Re: [PATCH 2/6] perf: Support branch events logging
From: Peter Zijlstra
Date: Fri Apr 14 2023 - 10:53:45 EST
On Fri, Apr 14, 2023 at 09:35:37AM -0400, Liang, Kan wrote:
>
>
> On 2023-04-14 6:38 a.m., Peter Zijlstra wrote:
> > On Mon, Apr 10, 2023 at 01:43:48PM -0700, kan.liang@xxxxxxxxxxxxxxx wrote:
> >> From: Kan Liang <kan.liang@xxxxxxxxxxxxxxx>
> >>
> >> With the cycle time information between branches, stalls can be easily
> >> observed. But it's difficult to explain what causes the long delay.
> >>
> >> Add a new field to collect the occurrences of events since the last
> >> branch entry, which can be used to provide some causality information
> >> for the cycle time values currently recorded in branches.
> >>
> >> Add a new branch sample type to indicate whether include occurrences of
> >> events in branch info.
> >>
> >> Only support up to 4 events with saturating at value 3.
> >> In the current kernel, the events are ordered by either the counter
> >> index or the enabling sequence. But none of the order information is
> >> available to the user space tool.
> >> Add a new PERF_SAMPLE format, PERF_SAMPLE_BRANCH_EVENT_IDS, and generic
> >> support to dump the event IDs of the branch events.
> >> Add a helper function to detect the branch event flag.
> >> These will be used in the following patch.
> >
> > I'm having trouble reverse engineering this. Can you more coherently
> > explain this feature and how you've implemented it?
>
> Sorry for that.
>
> The feature is an enhancement of ARCH LBR. It adds new fields in the
> LBR_INFO MSRs to log the occurrences of events on the first 4 GP
> counters. Worked with the previous timed LBR feature together, the user
> can understand not only the latency between two LBR blocks, but also
> which events causes the stall.
>
> The spec can be found at the latest Intel® Architecture Instruction Set
> Extensions and Future Features, v048. Chapter 8.4.
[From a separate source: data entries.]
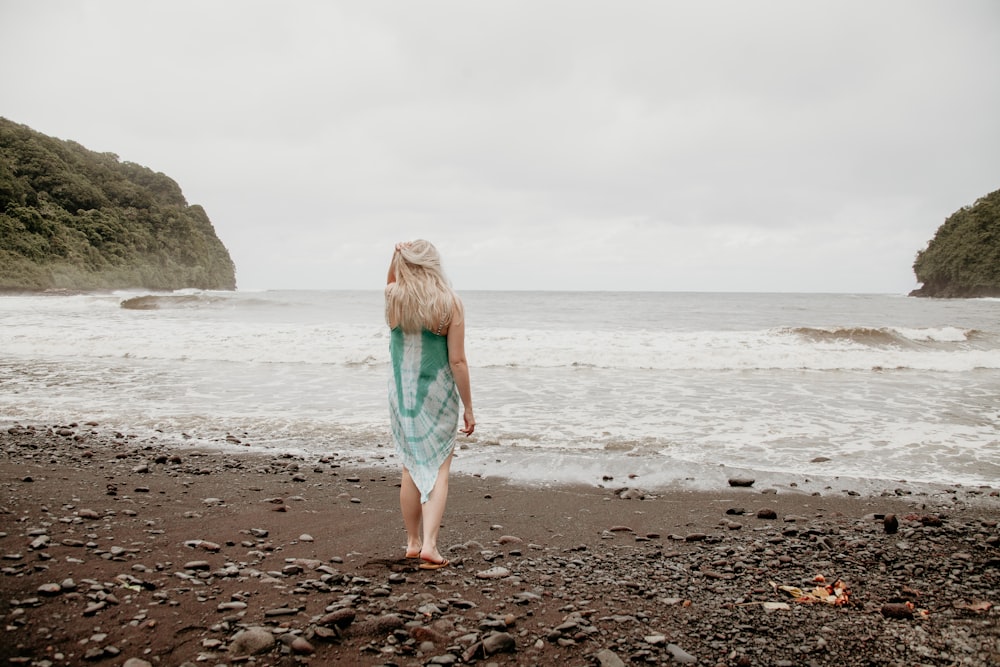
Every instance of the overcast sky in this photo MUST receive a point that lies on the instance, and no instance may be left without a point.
(572, 144)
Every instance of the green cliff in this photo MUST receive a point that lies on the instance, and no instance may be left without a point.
(74, 219)
(963, 258)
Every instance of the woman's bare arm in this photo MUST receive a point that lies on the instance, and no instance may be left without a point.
(460, 368)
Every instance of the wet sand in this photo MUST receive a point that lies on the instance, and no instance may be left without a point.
(118, 550)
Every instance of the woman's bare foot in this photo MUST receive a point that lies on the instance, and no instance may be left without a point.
(434, 557)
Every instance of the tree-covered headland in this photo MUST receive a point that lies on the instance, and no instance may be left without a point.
(963, 258)
(74, 219)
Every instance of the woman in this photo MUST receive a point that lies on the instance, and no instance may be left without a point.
(429, 375)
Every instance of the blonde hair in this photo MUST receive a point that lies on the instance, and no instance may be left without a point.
(422, 296)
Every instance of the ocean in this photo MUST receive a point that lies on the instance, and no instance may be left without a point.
(652, 390)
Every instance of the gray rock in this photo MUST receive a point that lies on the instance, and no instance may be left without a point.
(608, 658)
(252, 641)
(493, 573)
(137, 662)
(680, 655)
(499, 642)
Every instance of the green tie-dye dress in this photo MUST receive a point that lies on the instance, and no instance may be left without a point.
(423, 404)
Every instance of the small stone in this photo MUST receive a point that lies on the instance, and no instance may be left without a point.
(251, 641)
(300, 646)
(608, 658)
(340, 618)
(680, 655)
(50, 589)
(901, 610)
(493, 573)
(136, 662)
(499, 642)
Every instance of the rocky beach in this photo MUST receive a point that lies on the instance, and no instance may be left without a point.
(119, 550)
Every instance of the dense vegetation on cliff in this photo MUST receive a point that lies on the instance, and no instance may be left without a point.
(72, 218)
(963, 258)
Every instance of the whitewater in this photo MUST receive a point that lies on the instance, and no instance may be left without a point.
(811, 391)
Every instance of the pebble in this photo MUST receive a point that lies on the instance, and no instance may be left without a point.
(703, 600)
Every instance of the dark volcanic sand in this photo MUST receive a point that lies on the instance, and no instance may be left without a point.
(117, 550)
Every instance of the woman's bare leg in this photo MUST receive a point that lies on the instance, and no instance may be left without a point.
(409, 503)
(433, 512)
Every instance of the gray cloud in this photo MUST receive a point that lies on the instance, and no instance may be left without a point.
(593, 145)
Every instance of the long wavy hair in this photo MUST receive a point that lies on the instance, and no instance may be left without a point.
(422, 296)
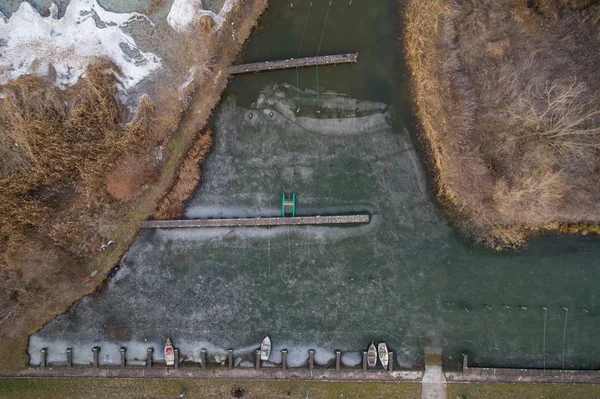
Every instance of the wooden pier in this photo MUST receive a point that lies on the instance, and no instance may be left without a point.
(293, 63)
(257, 221)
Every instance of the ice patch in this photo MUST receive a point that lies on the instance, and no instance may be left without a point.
(184, 13)
(69, 44)
(351, 359)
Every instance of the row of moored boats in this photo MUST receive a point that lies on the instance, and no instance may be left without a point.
(380, 351)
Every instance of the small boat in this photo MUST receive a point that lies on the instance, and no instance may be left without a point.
(372, 355)
(169, 353)
(383, 354)
(265, 349)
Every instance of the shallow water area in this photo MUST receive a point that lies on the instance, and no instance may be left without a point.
(406, 277)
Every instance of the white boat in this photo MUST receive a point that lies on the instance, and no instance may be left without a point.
(383, 354)
(265, 349)
(169, 353)
(372, 355)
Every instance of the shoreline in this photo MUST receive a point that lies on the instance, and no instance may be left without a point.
(472, 187)
(245, 15)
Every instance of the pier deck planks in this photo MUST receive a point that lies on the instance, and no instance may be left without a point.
(293, 62)
(252, 222)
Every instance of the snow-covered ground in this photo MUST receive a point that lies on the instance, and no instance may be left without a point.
(184, 13)
(32, 43)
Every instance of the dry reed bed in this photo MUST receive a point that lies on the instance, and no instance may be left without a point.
(80, 177)
(506, 93)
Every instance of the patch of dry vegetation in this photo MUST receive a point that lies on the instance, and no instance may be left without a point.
(75, 174)
(188, 178)
(507, 95)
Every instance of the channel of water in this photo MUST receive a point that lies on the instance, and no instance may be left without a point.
(407, 278)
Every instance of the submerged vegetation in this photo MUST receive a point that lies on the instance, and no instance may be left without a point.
(79, 173)
(506, 93)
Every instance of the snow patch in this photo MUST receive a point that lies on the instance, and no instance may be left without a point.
(31, 43)
(184, 13)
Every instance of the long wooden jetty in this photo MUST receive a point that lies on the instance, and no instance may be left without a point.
(293, 63)
(257, 221)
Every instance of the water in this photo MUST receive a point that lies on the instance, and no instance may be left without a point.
(407, 278)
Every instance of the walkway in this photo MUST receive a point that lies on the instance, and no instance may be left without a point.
(293, 63)
(252, 222)
(433, 384)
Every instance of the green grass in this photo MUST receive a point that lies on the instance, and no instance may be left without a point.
(522, 391)
(115, 388)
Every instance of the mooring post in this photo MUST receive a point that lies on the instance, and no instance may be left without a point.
(96, 354)
(284, 359)
(149, 357)
(69, 358)
(203, 358)
(43, 354)
(257, 360)
(123, 350)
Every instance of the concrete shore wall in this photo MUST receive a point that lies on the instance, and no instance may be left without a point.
(271, 371)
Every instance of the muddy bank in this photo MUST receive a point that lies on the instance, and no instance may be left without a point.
(110, 208)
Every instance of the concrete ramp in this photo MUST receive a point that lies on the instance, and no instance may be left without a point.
(433, 385)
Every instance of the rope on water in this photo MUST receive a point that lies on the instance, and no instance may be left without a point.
(297, 90)
(324, 26)
(318, 51)
(318, 98)
(298, 55)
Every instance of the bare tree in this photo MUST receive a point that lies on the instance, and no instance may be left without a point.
(561, 115)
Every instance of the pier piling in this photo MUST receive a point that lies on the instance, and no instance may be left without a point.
(69, 357)
(149, 357)
(123, 350)
(43, 357)
(284, 359)
(96, 354)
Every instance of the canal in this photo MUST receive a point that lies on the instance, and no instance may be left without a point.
(344, 145)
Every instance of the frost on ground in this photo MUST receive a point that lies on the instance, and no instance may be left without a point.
(307, 287)
(184, 13)
(32, 44)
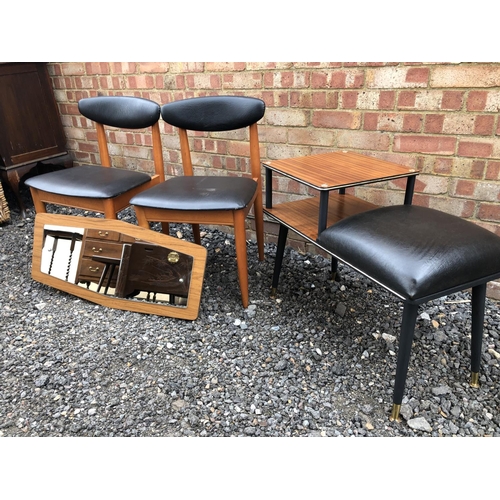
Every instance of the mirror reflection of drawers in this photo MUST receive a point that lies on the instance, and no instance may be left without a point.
(103, 244)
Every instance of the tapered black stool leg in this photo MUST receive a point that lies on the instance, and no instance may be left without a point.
(478, 301)
(405, 342)
(280, 250)
(334, 269)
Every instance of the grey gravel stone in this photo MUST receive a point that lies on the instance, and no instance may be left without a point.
(319, 360)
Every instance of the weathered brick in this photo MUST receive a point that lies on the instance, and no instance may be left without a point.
(70, 69)
(363, 140)
(336, 119)
(287, 117)
(477, 100)
(475, 148)
(320, 137)
(99, 68)
(493, 171)
(452, 100)
(152, 67)
(396, 77)
(475, 190)
(489, 212)
(242, 81)
(434, 124)
(466, 76)
(425, 144)
(203, 81)
(483, 125)
(124, 68)
(387, 99)
(458, 124)
(412, 123)
(349, 100)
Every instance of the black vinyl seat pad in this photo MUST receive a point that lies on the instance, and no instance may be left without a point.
(89, 181)
(198, 193)
(414, 251)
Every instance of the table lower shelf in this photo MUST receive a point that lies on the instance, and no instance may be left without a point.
(301, 216)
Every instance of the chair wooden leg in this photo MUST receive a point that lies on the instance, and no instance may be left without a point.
(141, 217)
(40, 206)
(241, 254)
(405, 342)
(478, 300)
(110, 210)
(259, 224)
(196, 233)
(165, 228)
(280, 251)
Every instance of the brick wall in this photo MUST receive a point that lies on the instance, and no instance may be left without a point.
(441, 118)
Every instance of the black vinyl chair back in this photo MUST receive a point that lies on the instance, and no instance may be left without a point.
(120, 111)
(214, 113)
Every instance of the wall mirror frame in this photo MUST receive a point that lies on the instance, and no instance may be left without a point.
(174, 269)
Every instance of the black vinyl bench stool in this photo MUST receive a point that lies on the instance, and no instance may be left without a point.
(418, 254)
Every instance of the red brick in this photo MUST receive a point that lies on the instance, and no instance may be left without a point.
(319, 80)
(387, 99)
(483, 125)
(477, 169)
(477, 100)
(425, 144)
(407, 99)
(452, 100)
(349, 99)
(100, 68)
(336, 119)
(373, 141)
(412, 123)
(481, 149)
(417, 75)
(434, 124)
(493, 171)
(370, 121)
(443, 166)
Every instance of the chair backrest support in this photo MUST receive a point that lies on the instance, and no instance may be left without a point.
(124, 112)
(215, 114)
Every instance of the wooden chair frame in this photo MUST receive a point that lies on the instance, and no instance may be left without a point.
(234, 218)
(108, 206)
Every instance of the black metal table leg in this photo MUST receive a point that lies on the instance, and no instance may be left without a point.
(280, 250)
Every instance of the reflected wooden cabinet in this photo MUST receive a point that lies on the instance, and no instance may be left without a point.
(30, 125)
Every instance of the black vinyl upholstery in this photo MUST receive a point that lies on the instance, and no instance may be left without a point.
(199, 193)
(120, 111)
(96, 181)
(214, 113)
(89, 181)
(414, 251)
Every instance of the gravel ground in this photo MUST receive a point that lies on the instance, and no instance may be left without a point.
(318, 361)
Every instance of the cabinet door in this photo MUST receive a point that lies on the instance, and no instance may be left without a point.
(30, 126)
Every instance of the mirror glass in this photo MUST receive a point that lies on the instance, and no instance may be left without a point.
(118, 264)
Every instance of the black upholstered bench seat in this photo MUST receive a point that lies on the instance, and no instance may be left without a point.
(419, 254)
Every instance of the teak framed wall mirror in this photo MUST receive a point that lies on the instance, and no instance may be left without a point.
(119, 265)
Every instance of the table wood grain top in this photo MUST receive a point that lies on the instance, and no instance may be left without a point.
(338, 169)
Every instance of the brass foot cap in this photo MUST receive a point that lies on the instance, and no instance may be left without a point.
(395, 413)
(474, 380)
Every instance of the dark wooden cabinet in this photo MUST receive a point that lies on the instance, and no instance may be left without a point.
(31, 132)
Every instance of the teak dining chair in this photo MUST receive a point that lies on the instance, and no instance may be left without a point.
(103, 188)
(211, 200)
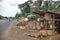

> https://cdrdv2.intel.com/v1/dl/getContent/671368
Oh gawd; that's terse. Why can't these people write comprehensible
things :/ It's almost as if they don't want this stuff to be used.
So IA32_LBR_x_INFO is extended:
[0:15] CYC_CNT
[16:31] undefined
+ [32:33] PMC0_CNT
+ [34:35] PMC1_CNT
+ [36:37] PMC2_CNT
+ [38:39] PMC3_CNT
+ [40:41] PMC4_CNT
+ [42:43] PMC5_CNT
+ [44:45] PMC6_CNT
+ [46:47] PMC7_CNT
[48:55] undefined
[56:59] BR_TYPE
[60] CYC_CNT_VALID
[61] TSX_ABORT
Where the PMCx_CNT fields are saturating counters for the respective
PMCs. And we'll run out of bits if we get more than 12 PMCs. Is SMT=n
PMC merging still a thing?
And for some reason this counting is enabled in PERFEVTSELx[35] instead
of in LBR_CTL somewhere :/
> To support the feature, there are three main changes in ABIs.
> - A new branch sample type, PERF_SAMPLE_BRANCH_EVENT, is used as a knob
> to enable the feature.
> - Extend the struct perf_branch_entry layout, because we have to save
> and pass the occurrences of events to user space. Since it's only
> available for 4 counters and saturating at value 3, it only occupies 8
> bits. For the current Intel implementation, the order is the order of
> counters.
Only for 4? Where does it say that? If it were to only support 4, then
we're in counter scheduling contraint hell again and we need to somehow
group all these things together with the LBR event.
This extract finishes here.